Creepy Oscillations (Part 3)

This is a very nice problem. At any general time $t$ , let the coordinates of point $B$ be $(R\cos{\phi},R\sin{\phi})$ . The total potential energy of the mass is:

$\mathcal{V} = \mathcal{V}_{\mathrm{spring}} + \mathcal{V}_{\mathrm{gravity}}$ $\mathcal{V} = \frac{K}{2} \left( 2R-\sqrt{(R + R\cos{\phi})^2 + R^2\sin^2{\phi}} \right)^2 + mgR\sin{\phi}$ $\implies \mathcal{V} = \sin{\phi} + 2\left(1 - \cos\left(\frac{\phi}{2}\right)\right)^2$

Now, the particle attains equilibrium at that angle where its potential energy is minimum. In other words, the equilibrium configuration satisfies:

$\frac{d \mathcal{V} }{d\phi} = \cos{\phi} - \sin{\phi} + 2\sin\left(\frac{\phi}{2}\right) = 0$

Let the equilibrium angle be $\phi_{\mathrm{eq}} = \alpha$ . So: $\cos{\alpha} - \sin{\alpha} + 2\sin\left(\frac{\alpha}{2}\right) = 0$

The above relation will be used later in the solution. Now, since the energy of the system is conserved the sum of its kinetic and potential energy is a constant. This means:

$\frac{\dot{\phi}^2}{2} + \sin{\phi} + 2\left(1 - \cos\left(\frac{\phi}{2}\right)\right)^2 = E$

Differentiating the above equation with respect to time and recognising that $\dot{\phi} \ne 0$ leads to the equation of motion which is:

$\ddot{\phi} + \cos{\phi} - \sin{\phi} + 2\sin\left(\frac{\phi}{2}\right) = 0$

Now, to analyse small oscillations about the equilibrium, we consider the mass to have displaced by a small angle $\delta$ from the equilibrium point. In other words, we analyse the system when:

$\phi = \alpha + \delta$

Where $\delta$ is small. Plugging this into the equation of motion and knowing that $\alpha$ is a constant leads to:

$\ddot{\delta} + \cos(\alpha + \delta) - \sin(\alpha + \delta) + 2\sin\left(\frac{\alpha + \delta}{2}\right) = 0$

Expanding all the terms using trigonometric identities and applying the small angle approximation $\sin{\delta} \approx \delta$ and $\cos{\delta}\approx 1$ leads to the following. The steps involved here are left out in this solution. The reader may attempt this him/her self.

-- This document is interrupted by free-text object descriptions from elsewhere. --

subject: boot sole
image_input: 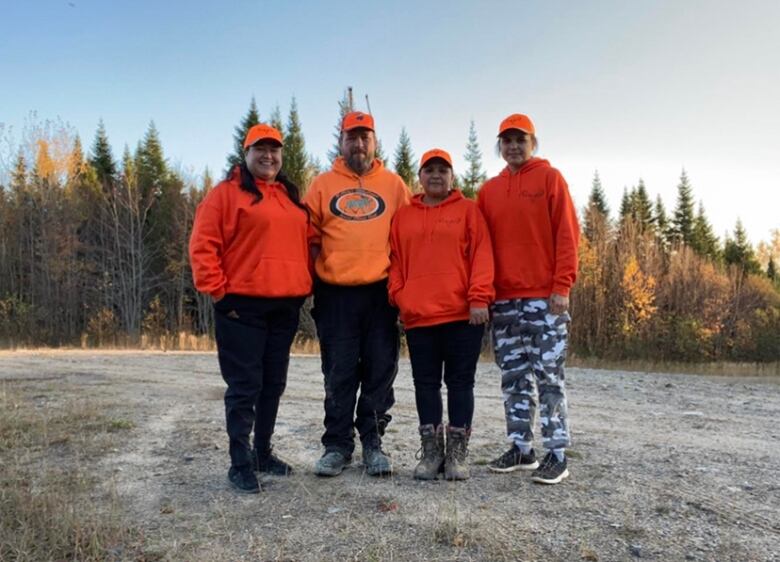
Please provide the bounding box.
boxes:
[226,475,260,494]
[531,468,570,484]
[488,461,539,473]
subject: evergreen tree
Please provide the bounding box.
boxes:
[618,187,632,227]
[269,105,283,134]
[723,219,761,274]
[672,169,695,245]
[690,202,720,260]
[226,97,260,172]
[584,172,611,242]
[588,171,609,216]
[460,120,487,199]
[136,122,167,200]
[654,195,671,246]
[89,119,116,188]
[392,127,416,189]
[327,91,352,164]
[633,179,654,233]
[767,257,777,281]
[375,138,389,168]
[282,97,311,191]
[11,153,27,195]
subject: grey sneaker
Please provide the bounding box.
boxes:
[362,443,392,476]
[314,450,351,477]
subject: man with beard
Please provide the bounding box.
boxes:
[305,112,410,477]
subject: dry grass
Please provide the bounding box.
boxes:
[0,383,151,561]
[568,356,780,377]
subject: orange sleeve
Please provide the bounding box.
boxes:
[548,171,580,296]
[303,179,323,246]
[189,199,228,300]
[467,205,495,307]
[387,214,404,307]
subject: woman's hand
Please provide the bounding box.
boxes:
[469,307,489,325]
[550,293,569,315]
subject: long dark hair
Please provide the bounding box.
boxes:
[231,163,308,214]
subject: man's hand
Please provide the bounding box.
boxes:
[469,307,489,325]
[550,293,569,315]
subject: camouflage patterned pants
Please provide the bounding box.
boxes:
[491,298,571,452]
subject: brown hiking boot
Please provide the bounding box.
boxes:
[445,426,471,481]
[413,424,445,480]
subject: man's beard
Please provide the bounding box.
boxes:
[346,152,372,175]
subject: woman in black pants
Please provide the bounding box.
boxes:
[389,148,494,480]
[190,124,311,493]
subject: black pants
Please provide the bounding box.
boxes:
[214,294,304,468]
[405,321,484,429]
[313,279,400,456]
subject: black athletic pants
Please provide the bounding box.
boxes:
[312,279,400,456]
[214,294,304,468]
[405,321,484,429]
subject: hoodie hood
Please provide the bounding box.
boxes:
[409,189,464,209]
[331,156,386,181]
[409,190,465,242]
[499,157,550,178]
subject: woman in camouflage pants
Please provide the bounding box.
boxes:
[477,113,580,484]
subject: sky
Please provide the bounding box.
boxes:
[1,0,778,244]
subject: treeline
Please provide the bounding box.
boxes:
[0,97,778,361]
[572,173,779,361]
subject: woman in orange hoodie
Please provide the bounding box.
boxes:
[189,124,311,494]
[477,114,580,485]
[389,148,494,481]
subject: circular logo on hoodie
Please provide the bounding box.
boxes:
[329,188,386,221]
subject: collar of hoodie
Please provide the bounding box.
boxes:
[500,157,549,196]
[411,190,463,242]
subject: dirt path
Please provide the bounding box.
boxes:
[1,351,778,561]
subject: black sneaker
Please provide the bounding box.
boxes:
[531,452,569,484]
[253,448,294,476]
[488,445,539,473]
[227,465,260,494]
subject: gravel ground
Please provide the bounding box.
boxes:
[1,350,778,561]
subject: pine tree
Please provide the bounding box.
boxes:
[226,97,260,172]
[327,91,352,164]
[672,169,695,245]
[633,179,654,233]
[11,153,27,195]
[690,202,720,260]
[584,172,611,242]
[654,195,671,246]
[269,105,283,134]
[136,122,167,200]
[89,119,116,189]
[460,120,487,199]
[618,187,632,227]
[723,219,761,274]
[393,127,416,189]
[589,171,609,216]
[282,97,310,191]
[767,257,777,281]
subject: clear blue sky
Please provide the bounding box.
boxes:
[1,0,778,244]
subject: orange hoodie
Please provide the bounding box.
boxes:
[477,158,579,299]
[388,190,495,329]
[189,169,312,300]
[304,157,411,285]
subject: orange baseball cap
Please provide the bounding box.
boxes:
[498,114,535,136]
[419,148,453,171]
[243,124,283,148]
[341,111,375,132]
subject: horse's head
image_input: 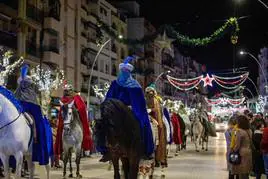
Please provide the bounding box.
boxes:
[60,100,75,136]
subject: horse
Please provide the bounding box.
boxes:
[59,100,83,179]
[191,112,209,152]
[0,87,50,179]
[95,99,142,179]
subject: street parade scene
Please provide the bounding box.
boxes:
[0,0,268,179]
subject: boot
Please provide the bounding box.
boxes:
[99,152,111,163]
[0,167,4,177]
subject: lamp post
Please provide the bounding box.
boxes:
[240,50,268,92]
[87,39,111,111]
[154,70,171,83]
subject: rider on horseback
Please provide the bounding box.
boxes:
[97,56,154,162]
[55,81,93,156]
[15,64,50,165]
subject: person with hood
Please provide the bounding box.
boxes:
[15,64,50,165]
[97,56,154,162]
[55,81,93,157]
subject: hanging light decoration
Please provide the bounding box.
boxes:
[167,75,203,91]
[167,72,249,91]
[212,72,249,90]
[205,97,245,106]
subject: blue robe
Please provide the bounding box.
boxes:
[103,81,154,156]
[20,101,49,165]
[163,108,173,144]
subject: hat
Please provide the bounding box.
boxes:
[119,56,135,72]
[145,83,157,93]
[20,64,29,79]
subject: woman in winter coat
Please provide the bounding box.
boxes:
[225,117,237,179]
[231,115,253,179]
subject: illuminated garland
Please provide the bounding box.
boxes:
[0,50,24,86]
[92,13,239,46]
[212,73,249,89]
[167,72,248,91]
[167,75,203,91]
[205,97,245,106]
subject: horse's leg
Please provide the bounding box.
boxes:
[194,135,199,152]
[45,163,50,179]
[0,154,9,179]
[75,148,82,178]
[69,149,73,178]
[63,151,68,178]
[14,151,23,179]
[129,157,139,179]
[121,158,129,179]
[26,154,34,179]
[206,136,209,151]
[111,156,120,179]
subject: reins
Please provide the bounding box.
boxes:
[0,113,22,130]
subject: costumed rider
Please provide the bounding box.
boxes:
[15,64,50,165]
[97,56,154,162]
[197,103,209,137]
[55,81,93,156]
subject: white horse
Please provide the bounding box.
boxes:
[191,113,206,152]
[0,89,50,179]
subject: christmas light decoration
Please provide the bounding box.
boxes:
[205,97,245,106]
[167,75,203,91]
[92,82,110,102]
[212,73,249,90]
[0,49,24,86]
[167,72,248,91]
[202,74,214,87]
[30,65,65,115]
[256,95,265,113]
[92,13,239,47]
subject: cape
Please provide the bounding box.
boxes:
[171,113,182,145]
[163,108,173,144]
[55,95,93,155]
[105,81,154,156]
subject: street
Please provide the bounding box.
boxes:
[35,133,229,179]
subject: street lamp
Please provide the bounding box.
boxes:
[154,70,171,83]
[239,50,268,91]
[87,39,111,111]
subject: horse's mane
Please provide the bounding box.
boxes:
[100,99,141,147]
[72,108,82,129]
[0,86,23,113]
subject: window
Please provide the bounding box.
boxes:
[105,63,109,74]
[43,28,59,53]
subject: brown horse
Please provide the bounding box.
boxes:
[95,99,142,179]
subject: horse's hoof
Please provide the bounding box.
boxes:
[161,174,166,179]
[69,173,73,178]
[196,150,200,152]
[205,149,208,151]
[107,164,112,171]
[77,174,82,178]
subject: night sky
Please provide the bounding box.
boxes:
[110,0,268,95]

$\ddot{\delta} + \cos{\alpha} - \sin{\alpha} + 2\sin\left(\frac{\alpha}{2}\right) + \delta\left( -\cos{\alpha} - \sin{\alpha} + \cos\left(\frac{\alpha}{2}\right) \right)=0$

Now, recognising that: $\cos{\alpha} - \sin{\alpha} + 2\sin\left(\frac{\alpha}{2}\right) = 0$

Transforms the linearised equation of motion to:

$\ddot{\delta} + \left( -\cos{\alpha} - \sin{\alpha} + \cos\left(\frac{\alpha}{2}\right) \right)\delta=0$

$\implies \omega^2 = -\cos{\alpha} - \sin{\alpha} + \cos\left(\frac{\alpha}{2}\right)$

The final step is to calculate $\alpha$ . I did this using a computer. I plotted the potential energy as a function of $\phi$ in the interval $-\frac{\pi}{2} \le \phi \le \frac{\pi}{2}$ . The minimum occurs at $\phi_{\mathrm{eq}} = \alpha = -1.3136 \ \mathrm{rad}$ .

Finally:

$\omega = \sqrt{-\cos{\alpha} - \sin{\alpha} + \cos\left(\frac{\alpha}{2}\right)}$ $\boxed{f = \frac{1}{2\pi} \sqrt{-\cos{\alpha} - \sin{\alpha} + \cos\left(\frac{\alpha}{2}\right)}}$